In directing a new version of William Shakespeare’s “As You Like It,” Kenneth Branagh fosters a giddy sort of freedom in his actors.


Branagh’s adaptation (premiering Tuesday night at 9 EDT on HBO), at first, sounds like it’s taking liberties just for the sake of taking them. The story is transplanted from the Forest of Arden to 19th-century Japan, and begins with some kabuki theater, a samurai invasion and a sumo contest.


But once the story gets going, and the characters seek solace in the nearby woods, the Japanese elements either fade away or get absorbed nicely, and the actors - and Shakespeare’s playful words - take center stage.
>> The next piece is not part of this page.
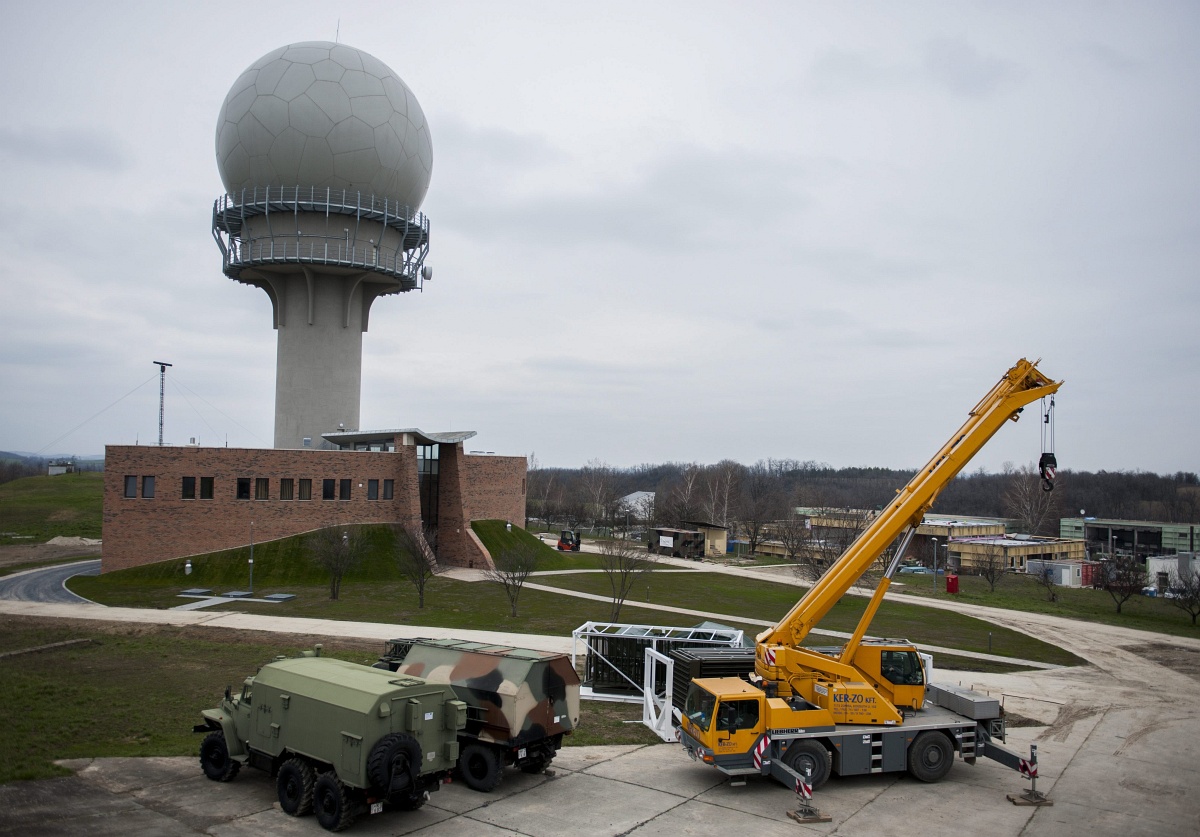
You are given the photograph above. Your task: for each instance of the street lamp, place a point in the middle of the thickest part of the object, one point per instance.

Bryce Dallas Howard, the star of “The Village” and “Lady in the Water,” is given the best role yet of her young career - and she’s nothing short of a revelation here. TV has given us one great Rosalind before this, when Helen Mirren played her in the “Shakespeare Plays” complete cycle in the late-‘70s, but Howard is just as much in command of a character that’s as complex as it is comic.


Rosalind, after all, is a woman who disguises herself as a man, then feigns portraying a woman. Howard manages it all, without seeming too boyish, too girlish or too artificial. And she does a lot of it in unbroken long takes, as Branagh’s directorial style is, for many scenes, the challenging Shakespearean equivalent of a “West Wing”-style “walk-and-talk.”


Kevin Kline, as the philosopher Jacques, gets to perform the famous “All the world’s a stage” soliloquy in the opposite manner: He sits still, and the camera rotates all around him. But it’s still one unbroken take, and it’s just as mesmerizing, and pleasantly theatrical.


Other standout performances include Brian Blessed in a dual role, playing the kind Duke and his mercenary brother; Alfred Molina, as the quick-tongued court jester Touchstone; Romola Garai, a delightful discovery as Celia, Rosalind’s cousin, and David Oyelowo, the embodiment of pure passion as Orlando.


“As You Like It” is effortlessly entertaining from start to finish - and don’t miss the finish. After the closing credits, Howard delivers Rosalind’s epilogue while wandering back to her film-set trailer - and those last words you hear, after she shuts the door on her final, unbroken speech, are Branagh, saying, “And ... cut!”